Overblog
Editer l'article Suivre ce blog Administration + Créer mon blog

Catégories

Archives

Publié par YVAN BALCHOY

 

  •  
  •  
  •  
 

Pour la première fois depuis les indépendances des manifestations publiques dans plusieurs pays d’Afrique (Dakar, Cotonou, Libreville, Bamako, etc.) et en région parisienne ont exigées la disparition du Franc CFA, une monnaie imposée au moment des indépendances à 14 pays par le colonialisme français. Portées par des mouvements de jeunes ces mobilisations marquent l’entrée en scène d’une nouvelle génération militante africaine. Ce n’est pas un hasard que ce soit le Franc CFA qui soit pris comme cible dans l’arsenal de mise en dépendance qu’impose le colonisateur dans la décennie 60. Toutes les autres zones monétaires coloniales ont, en effet, pris fin avec la dissolution de la dernière, la Zone sterling, en 1979[i]. Cette monnaie présentée par l’État français comme un symbole de la coopération apparaît de plus en plus pour ce qu’elle est : un symbole provocateur d’une  dépendance coloniale qui outre le CFA possède d’autres outils : la dette, l’Accord de Partenariat Économiques (APE), les accords de défense, la francophonie. « Tandis que les autres monnaies africaines symbolisent la rupture avec la colonisation et l’indépendance acquise au début des années 1960 par leur nom (naira au Nigeria, cedi au Ghana, dinar en Afrique du Nord), la monnaie qui circule de Dakar à Yaoundé en passant par Abidjan, Lomé, Bamako et Malabo continue de faire référence au colonisateur[ii] » résume le juriste  Yann Bedzigui.

 

 

Genèse d’une monnaie coloniale

 

La zone Franc est officiellement créé en 1939 en période de guerre mondiale afin de « constituer un « trésor de guerre » et d’anticiper l’instabilité consécutive à toute situation conflictuelle mondial. Auparavant dans les colonies françaises un « privilège d’exception » était confié à des banques privées leur permettant d’émettre des francs ayant la même parité que le franc métropolitain. La préoccupation première à l’aube de la guerre mondiale est d’éviter la fuite des capitaux ce qui conduit, explique un document de la banque de France « à un strict contrôle des changes et l’inconvertibilité du franc est alors imposé à l’extérieur d’un espace géographique qui inclut la France métropolitaine, ses départements d’outre-mer et ses colonies africaines et asiatique».

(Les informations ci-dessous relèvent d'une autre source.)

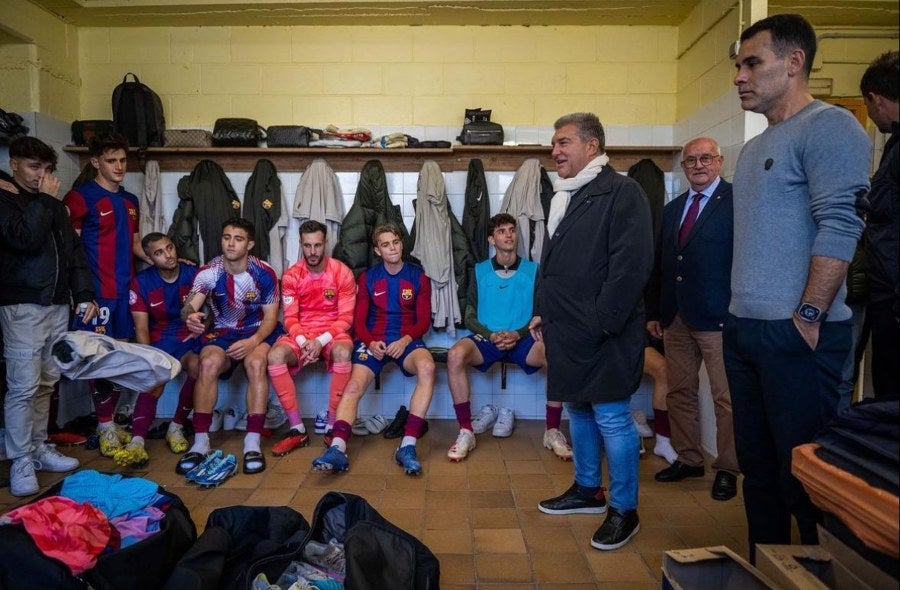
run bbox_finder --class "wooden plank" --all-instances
[64,145,681,172]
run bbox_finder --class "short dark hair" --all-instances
[141,231,172,254]
[222,217,256,242]
[88,133,128,158]
[487,213,517,235]
[9,137,58,168]
[741,14,816,78]
[300,219,328,238]
[859,51,900,102]
[372,223,403,246]
[553,113,606,154]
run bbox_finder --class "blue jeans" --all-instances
[566,398,641,512]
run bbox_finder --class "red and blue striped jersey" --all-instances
[63,180,139,299]
[194,256,278,335]
[128,262,197,344]
[353,262,431,344]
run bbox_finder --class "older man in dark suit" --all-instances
[647,137,738,501]
[531,113,653,550]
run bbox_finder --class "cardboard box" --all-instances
[662,546,778,590]
[818,525,898,590]
[756,545,835,590]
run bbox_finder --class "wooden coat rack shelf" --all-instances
[64,145,681,172]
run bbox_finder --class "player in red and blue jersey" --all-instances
[113,232,200,465]
[63,133,152,457]
[176,218,284,474]
[313,224,434,475]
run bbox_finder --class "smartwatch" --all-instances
[794,302,828,324]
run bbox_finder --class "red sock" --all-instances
[454,402,472,430]
[131,391,156,438]
[328,362,352,423]
[172,377,196,424]
[653,408,672,437]
[193,412,212,434]
[403,414,426,438]
[269,364,300,414]
[547,404,562,430]
[331,420,353,443]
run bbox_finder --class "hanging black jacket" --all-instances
[242,160,282,262]
[332,160,413,277]
[462,158,491,262]
[169,160,241,263]
[0,180,94,305]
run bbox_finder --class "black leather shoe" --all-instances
[591,508,641,551]
[244,451,266,475]
[712,471,737,502]
[381,406,409,438]
[538,483,606,514]
[653,459,704,481]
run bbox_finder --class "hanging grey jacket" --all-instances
[293,158,344,256]
[412,160,462,336]
[52,330,181,391]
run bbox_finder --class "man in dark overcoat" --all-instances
[531,113,653,550]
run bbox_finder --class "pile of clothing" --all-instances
[0,470,171,576]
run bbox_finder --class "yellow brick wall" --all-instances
[675,0,740,120]
[78,26,678,127]
[0,0,81,120]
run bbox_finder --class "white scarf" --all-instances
[547,154,609,239]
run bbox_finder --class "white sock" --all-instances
[653,434,678,465]
[244,432,260,453]
[190,432,209,455]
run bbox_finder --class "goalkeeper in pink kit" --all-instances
[268,221,356,456]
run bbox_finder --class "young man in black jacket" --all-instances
[0,137,97,496]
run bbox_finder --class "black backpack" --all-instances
[245,492,440,590]
[112,72,166,149]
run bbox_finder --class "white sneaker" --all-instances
[492,408,516,438]
[9,455,41,496]
[472,404,499,434]
[31,443,81,473]
[544,428,572,461]
[447,428,475,462]
[209,410,225,432]
[631,410,653,438]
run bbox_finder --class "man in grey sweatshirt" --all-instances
[724,14,871,560]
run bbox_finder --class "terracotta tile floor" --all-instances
[0,420,747,590]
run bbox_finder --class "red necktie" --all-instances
[678,193,705,248]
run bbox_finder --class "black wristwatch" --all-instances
[794,302,828,324]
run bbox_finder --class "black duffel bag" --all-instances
[266,125,309,147]
[213,118,265,147]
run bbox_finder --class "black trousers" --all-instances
[723,316,851,561]
[866,299,900,397]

Pendant l’occupation les Allemands imposent une monnaie d’occupation spécifique qui à bien des égards fonctionne selon des principes similaires à ceux qui présideront à la mise en place du Franc CFA en 1945 : Une monnaie locale dépendante du Deutschemark, un taux de change entre ces deux monnaies fixé à Berlin, le drainage des ressources au profit de la puissance occupante, un contrôle statutaire de la banque centrale par un commissaire allemand, etc «La façon dont la monnaie a été transformée durant la seconde Guerre mondiale en France est exemplaire d’une subordination du monétaire au politique. […] le pouvoir d’achat de l’occupant était artificiellement plus que doublé et lui permettait d’acquérir des richesses à moindre  coût. Cela participait à la politique de drainage des ressources françaises au profit du Reich résume l’économiste Jérôme Blancs.

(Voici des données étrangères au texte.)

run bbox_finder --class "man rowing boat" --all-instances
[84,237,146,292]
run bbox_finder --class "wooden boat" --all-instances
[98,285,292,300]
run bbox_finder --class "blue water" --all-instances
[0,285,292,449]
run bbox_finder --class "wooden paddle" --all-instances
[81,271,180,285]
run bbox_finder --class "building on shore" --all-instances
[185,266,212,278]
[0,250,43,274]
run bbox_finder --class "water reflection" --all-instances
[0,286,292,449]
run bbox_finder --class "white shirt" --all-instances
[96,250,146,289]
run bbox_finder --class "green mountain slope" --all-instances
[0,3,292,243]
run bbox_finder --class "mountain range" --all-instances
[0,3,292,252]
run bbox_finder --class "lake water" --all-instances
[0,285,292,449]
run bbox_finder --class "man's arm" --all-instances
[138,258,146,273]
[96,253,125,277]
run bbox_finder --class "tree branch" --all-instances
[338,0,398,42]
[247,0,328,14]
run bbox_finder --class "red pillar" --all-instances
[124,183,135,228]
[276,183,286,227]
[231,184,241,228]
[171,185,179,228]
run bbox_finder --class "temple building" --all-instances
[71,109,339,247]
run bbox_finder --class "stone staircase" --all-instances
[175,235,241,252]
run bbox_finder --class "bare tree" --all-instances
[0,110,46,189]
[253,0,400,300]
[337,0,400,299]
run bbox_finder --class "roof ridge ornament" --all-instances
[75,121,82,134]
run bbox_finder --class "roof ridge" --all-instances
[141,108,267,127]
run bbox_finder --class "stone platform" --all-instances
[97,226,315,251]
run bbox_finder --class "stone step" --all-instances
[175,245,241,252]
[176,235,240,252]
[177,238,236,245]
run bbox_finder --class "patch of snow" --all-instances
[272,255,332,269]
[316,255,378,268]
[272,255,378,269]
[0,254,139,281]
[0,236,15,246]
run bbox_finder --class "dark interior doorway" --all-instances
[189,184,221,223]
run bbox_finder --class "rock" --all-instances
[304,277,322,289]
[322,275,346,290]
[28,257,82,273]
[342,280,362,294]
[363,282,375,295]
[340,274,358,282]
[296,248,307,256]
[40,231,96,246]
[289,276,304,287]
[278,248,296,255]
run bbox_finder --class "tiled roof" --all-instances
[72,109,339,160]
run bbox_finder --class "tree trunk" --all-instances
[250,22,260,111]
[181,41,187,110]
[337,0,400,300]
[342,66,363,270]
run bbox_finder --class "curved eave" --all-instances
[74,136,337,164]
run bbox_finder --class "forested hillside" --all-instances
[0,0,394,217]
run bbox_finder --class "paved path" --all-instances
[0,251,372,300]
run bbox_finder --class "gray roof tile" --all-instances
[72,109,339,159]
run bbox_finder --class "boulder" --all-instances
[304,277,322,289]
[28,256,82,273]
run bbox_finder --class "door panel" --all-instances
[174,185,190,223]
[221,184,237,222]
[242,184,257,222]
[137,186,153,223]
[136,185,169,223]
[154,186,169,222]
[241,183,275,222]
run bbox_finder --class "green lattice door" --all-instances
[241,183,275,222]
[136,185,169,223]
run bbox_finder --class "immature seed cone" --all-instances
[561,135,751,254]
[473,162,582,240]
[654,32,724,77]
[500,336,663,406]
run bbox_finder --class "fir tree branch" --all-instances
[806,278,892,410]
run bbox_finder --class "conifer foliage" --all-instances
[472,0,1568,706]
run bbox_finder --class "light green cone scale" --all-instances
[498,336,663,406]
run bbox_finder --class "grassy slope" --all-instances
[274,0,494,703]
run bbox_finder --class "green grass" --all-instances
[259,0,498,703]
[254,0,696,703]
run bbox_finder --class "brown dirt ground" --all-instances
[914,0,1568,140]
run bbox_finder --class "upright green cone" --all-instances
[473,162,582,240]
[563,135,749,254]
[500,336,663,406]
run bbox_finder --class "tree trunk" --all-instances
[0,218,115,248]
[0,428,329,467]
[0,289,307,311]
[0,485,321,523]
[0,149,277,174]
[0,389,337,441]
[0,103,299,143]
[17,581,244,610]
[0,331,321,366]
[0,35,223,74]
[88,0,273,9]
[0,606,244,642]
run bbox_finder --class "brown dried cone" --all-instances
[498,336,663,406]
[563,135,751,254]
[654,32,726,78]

Au sortir de la seconde guerre mondiale sont ainsi créés le Francs CFA (Franc des Colonies Françaises d’Afrique de l’Ouest et d’Afrique Centrale) et le Franc CFP (franc des Colonies Françaises du Pacifique). De même qu’en mai 40 les nazis fixent arbitrairement la valeur du mark à 20 Francs français, le décret du 25 décembre 1945 portant création du Franc CFA et du franc CFP fixe la valeur du premier à 1. 7 franc métropolitain et celle du second à 2.4 Francs Nous sommes bien en présence d’une monnaie d’occupation. Cette parenté conduit l’économiste ivoirien Nicolas Agbohou à parler de « nazisme monétaire » dans son livre « Le Franc CFA et l’Euro Contre l’Afrique qui a joué un rôle important dans les prises de consciences conduisant aux mobilisations anti CFA contemporaines.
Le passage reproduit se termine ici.